Le stanze di Gaia

Abbracci di giugno


Poi qualcuno potrebbe dire che io parlo sempre di alunni. Beh, ma come si fa a non farlo. Io amo questo periodo dell’anno. Gli ultimi giorni sono lunghissimi eppure ti si strappano via di dosso rapidi: ti volti ed è già passato tutto. Le ultime interrogazioni, gli scrutini, le cene di classe, gli esami. Finito. E a me piglia uno struggimento adolescenziale e insieme una voglia di star fuori fino a tardi; che se non fosse per quel minimo di raziocino che ci metto chiederei loro di venir fuori a cena con me tutte le sere, baratterei tutte le uscite coi colleghi con mille serate in mezzo a quegli scriteriati di quattordicenni eccitati per l’estate in arrivo.
Sono mattine di scuola meravigliose. Le classi sono in fase di smantellamento e tutti ti stanno più intorno del solito, ti chiedono, ti assillano con quei benedetti collegamenti per l’esame che ti fanno davvero diventare matta eppure tu ti ci metti, lì con loro, a trovare un legame fra Pearl Harbor e cosa cosa cosa?

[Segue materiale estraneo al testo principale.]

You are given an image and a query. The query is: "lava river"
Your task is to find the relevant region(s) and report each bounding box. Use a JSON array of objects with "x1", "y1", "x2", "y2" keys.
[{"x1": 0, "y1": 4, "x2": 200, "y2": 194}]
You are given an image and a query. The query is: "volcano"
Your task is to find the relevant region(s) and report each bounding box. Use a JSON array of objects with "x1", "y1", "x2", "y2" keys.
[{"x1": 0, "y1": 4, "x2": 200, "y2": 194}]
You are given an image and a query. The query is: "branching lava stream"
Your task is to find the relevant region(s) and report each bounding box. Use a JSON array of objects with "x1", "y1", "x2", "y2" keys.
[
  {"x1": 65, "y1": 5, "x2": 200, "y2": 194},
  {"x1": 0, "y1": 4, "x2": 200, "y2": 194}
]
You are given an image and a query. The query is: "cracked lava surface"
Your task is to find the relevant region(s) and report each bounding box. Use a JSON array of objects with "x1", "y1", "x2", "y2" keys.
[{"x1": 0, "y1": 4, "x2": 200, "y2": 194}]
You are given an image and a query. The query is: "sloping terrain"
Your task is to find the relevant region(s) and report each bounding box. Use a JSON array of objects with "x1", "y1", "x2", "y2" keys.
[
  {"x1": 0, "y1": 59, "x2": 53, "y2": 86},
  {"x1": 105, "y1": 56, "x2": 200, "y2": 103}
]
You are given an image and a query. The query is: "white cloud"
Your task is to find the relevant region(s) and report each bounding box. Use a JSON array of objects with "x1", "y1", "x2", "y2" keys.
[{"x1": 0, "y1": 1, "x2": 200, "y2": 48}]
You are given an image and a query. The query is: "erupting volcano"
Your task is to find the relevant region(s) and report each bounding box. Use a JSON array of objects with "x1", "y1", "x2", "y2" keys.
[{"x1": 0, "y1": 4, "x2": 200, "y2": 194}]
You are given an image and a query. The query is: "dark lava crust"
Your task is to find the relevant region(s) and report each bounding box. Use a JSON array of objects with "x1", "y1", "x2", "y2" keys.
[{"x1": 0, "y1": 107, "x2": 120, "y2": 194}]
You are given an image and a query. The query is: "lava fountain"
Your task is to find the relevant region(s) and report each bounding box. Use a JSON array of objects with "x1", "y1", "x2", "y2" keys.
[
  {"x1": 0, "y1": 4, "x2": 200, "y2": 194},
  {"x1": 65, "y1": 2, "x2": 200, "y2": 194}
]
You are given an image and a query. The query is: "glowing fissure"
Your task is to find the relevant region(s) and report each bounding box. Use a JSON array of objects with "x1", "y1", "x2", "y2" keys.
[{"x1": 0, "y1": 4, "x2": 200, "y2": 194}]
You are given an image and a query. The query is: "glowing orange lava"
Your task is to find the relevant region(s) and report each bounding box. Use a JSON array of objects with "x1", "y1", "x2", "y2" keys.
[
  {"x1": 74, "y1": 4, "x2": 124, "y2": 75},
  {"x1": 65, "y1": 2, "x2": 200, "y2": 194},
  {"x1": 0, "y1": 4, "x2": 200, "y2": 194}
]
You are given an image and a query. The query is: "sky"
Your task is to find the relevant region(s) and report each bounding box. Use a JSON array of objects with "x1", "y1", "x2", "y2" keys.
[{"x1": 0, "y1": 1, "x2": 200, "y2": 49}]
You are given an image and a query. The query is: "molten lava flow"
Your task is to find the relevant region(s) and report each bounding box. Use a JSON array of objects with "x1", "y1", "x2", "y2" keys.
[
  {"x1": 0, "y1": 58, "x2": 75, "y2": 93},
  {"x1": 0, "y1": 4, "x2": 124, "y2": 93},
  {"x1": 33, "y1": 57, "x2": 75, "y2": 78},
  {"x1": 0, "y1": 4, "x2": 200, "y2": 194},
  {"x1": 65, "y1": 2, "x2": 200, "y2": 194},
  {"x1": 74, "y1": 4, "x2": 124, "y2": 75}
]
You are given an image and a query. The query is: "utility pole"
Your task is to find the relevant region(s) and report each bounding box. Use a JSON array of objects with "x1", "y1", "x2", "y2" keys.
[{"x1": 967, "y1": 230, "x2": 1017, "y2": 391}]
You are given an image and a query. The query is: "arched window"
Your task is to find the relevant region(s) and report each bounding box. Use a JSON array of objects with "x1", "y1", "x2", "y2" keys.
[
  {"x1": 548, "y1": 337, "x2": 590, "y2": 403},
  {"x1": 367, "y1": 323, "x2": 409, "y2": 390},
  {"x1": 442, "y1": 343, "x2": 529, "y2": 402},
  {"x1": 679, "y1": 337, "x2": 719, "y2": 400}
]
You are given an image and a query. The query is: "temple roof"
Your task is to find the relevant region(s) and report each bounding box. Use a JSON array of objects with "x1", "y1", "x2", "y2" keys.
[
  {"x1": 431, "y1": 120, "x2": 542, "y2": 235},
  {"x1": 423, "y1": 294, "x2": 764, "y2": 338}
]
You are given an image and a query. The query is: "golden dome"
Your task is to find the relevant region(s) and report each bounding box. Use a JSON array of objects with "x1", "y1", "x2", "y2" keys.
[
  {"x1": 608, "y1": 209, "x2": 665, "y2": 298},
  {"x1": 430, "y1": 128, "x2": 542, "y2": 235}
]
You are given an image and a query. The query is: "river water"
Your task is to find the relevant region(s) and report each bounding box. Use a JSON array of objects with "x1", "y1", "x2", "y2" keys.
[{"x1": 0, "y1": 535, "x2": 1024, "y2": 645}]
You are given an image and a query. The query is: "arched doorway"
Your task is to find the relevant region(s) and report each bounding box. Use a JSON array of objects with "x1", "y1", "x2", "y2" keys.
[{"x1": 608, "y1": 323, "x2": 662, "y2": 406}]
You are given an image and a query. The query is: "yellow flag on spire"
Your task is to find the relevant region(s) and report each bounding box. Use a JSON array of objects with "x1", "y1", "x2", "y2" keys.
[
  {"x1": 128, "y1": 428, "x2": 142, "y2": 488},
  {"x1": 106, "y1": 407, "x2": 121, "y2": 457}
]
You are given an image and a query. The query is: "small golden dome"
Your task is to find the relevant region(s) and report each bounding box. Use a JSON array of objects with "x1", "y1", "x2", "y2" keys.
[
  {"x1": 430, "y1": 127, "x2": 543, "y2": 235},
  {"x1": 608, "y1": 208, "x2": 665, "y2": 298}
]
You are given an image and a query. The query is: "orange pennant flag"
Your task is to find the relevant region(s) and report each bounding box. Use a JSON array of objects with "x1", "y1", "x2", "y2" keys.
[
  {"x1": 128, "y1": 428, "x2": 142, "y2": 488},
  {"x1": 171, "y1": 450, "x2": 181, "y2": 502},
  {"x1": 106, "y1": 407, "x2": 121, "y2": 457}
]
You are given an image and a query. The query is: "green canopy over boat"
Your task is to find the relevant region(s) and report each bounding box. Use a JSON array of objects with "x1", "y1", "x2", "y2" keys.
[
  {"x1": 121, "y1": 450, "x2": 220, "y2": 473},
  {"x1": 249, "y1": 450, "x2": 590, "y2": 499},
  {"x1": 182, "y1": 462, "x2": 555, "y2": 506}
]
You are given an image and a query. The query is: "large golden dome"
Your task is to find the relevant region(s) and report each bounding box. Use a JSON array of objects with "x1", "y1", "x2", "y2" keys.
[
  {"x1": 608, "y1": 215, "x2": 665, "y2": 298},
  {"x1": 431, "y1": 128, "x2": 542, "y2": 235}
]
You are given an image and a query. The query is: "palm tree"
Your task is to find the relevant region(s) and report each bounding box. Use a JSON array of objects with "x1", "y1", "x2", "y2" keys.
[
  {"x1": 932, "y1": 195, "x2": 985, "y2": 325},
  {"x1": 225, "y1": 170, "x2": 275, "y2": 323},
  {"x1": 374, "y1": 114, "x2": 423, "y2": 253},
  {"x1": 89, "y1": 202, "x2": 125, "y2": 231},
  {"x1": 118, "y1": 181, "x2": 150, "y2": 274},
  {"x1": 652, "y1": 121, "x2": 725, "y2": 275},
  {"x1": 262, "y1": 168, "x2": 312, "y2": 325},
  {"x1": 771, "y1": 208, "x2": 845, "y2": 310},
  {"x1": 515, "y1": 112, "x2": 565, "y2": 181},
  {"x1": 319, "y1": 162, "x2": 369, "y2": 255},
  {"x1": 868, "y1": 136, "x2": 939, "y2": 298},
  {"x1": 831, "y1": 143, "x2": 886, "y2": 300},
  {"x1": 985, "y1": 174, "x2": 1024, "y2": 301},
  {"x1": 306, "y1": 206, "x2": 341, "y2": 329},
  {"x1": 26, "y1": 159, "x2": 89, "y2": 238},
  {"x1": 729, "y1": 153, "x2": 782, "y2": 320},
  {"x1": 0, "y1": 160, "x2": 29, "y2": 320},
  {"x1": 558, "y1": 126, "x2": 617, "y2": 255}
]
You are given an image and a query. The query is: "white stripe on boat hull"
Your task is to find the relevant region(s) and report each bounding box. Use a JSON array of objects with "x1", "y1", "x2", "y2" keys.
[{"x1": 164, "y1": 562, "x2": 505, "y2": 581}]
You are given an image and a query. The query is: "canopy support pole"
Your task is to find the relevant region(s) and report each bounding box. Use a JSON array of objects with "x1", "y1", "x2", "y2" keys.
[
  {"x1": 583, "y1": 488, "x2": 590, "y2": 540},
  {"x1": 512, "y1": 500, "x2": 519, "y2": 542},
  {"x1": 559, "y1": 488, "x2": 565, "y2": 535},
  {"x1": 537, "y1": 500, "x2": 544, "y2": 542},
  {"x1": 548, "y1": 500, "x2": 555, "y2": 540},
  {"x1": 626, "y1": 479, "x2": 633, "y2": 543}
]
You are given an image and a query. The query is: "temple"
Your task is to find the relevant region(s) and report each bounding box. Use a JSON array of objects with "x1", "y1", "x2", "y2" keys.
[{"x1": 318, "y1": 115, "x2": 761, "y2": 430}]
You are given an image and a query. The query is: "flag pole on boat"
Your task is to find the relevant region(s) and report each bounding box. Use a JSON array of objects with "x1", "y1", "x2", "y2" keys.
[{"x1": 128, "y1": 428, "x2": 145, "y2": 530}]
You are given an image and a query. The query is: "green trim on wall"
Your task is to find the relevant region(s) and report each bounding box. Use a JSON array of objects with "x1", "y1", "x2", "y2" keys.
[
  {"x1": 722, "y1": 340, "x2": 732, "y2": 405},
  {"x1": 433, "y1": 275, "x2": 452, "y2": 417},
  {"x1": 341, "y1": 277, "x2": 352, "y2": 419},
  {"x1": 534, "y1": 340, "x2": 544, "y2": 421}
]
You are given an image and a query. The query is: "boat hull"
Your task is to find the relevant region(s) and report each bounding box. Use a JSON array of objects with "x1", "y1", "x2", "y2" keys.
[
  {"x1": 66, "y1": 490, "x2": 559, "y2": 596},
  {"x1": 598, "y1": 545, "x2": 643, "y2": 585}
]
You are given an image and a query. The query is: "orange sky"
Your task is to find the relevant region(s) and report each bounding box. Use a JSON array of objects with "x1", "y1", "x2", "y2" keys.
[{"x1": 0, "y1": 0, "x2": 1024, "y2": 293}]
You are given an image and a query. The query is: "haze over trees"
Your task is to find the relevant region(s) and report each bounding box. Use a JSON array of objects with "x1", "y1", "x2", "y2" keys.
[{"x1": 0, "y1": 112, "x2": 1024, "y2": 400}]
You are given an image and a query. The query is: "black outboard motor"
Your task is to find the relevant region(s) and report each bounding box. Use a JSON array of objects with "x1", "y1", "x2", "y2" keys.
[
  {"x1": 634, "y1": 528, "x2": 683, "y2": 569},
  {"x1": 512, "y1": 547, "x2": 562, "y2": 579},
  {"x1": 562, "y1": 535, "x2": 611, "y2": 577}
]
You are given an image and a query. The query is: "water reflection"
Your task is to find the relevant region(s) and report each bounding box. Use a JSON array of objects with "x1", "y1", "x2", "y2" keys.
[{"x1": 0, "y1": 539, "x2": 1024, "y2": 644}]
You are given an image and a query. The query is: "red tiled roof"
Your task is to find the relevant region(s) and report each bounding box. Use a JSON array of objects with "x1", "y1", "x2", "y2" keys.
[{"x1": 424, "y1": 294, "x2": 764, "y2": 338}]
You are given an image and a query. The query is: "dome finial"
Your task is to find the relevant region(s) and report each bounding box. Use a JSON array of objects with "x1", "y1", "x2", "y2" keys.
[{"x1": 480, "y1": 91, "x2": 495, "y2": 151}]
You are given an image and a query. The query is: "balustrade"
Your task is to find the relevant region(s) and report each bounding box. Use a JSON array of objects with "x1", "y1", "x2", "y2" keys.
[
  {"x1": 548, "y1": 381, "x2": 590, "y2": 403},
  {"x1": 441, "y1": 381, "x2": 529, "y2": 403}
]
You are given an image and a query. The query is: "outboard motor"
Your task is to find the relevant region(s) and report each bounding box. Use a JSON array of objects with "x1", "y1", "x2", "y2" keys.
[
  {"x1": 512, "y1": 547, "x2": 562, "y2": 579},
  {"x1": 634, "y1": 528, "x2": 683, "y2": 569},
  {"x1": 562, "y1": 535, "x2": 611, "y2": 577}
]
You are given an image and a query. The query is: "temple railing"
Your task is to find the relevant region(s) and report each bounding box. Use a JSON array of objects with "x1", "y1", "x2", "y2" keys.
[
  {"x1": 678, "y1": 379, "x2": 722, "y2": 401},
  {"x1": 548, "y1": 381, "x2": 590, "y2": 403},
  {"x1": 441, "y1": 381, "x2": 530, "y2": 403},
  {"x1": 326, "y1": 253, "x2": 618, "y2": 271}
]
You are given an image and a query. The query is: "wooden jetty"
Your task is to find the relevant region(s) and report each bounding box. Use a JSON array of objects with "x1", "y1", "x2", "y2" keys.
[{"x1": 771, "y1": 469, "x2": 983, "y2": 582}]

Per musica, cosa? Per arte? Per letteratura? In genere su letteratura parto per la tangente. E se poi mi sento dire, piano, da un’alunna dell’ultimo banco “Io a letteratura porto Sandro Penna”, è fatta. Così, siccome in classe mi piace fare un po’ di teatro, mi alzo platealmente dalla cattedra, attraverso l’aula fendendo i banchi fra gli sguardi interrogativi delle belve e la vado ad abbracciare forte. Ma non è questo il punto. Il punto è che in mattine così, salta su lo sciamannone dalle braccia martoriate che mi dice “Prof, se porto Sandro Penna abbraccia anche me?”. Tutti ridono e rido anch’io, ma proprio c’ho il cuore gonfio e pieno, mentre lui continua a martellarmi perché vuol farsi interrogare a storia, ancora e ancora. Io, è chiaro, son tutta contenta, però gli dico: “Oh Luca, basta, via, tu vuoi sempre venire qui alla cattedra a farti interrogare: o cosa vuoi dalla mia vita?”. La risposta, cantata forte dal fondo dell’aula, fa così: “Voglio l’ammmooooooreeeeeeeeeeeee!”.
Figurarsi che invece le mie colleghe non vedono l’ora che finisca la scuola. Mentre io son triste pure quando finisce l’ora, così che alla fine, per sentirmi meno sola nonché più sicura di ingraziarmelo, mi avvicino allo sciamannone e propongo un abbraccio in cambio di un comportamento corretto con la supplente che sta per arrivare. Quest’abbraccio fra i banchi m’arriva forte e caldo. Luca quasi mi solleva da terra e non ha paura a farmi sentire che c’è. Il bidello sulla porta ci vede e ride, con i suoi denti rovinati e il suo fiato d’alcool, mentre io torno a casa e penso quanto siano belli certi abbracci, di giugno, mentre tutto sta per finire.   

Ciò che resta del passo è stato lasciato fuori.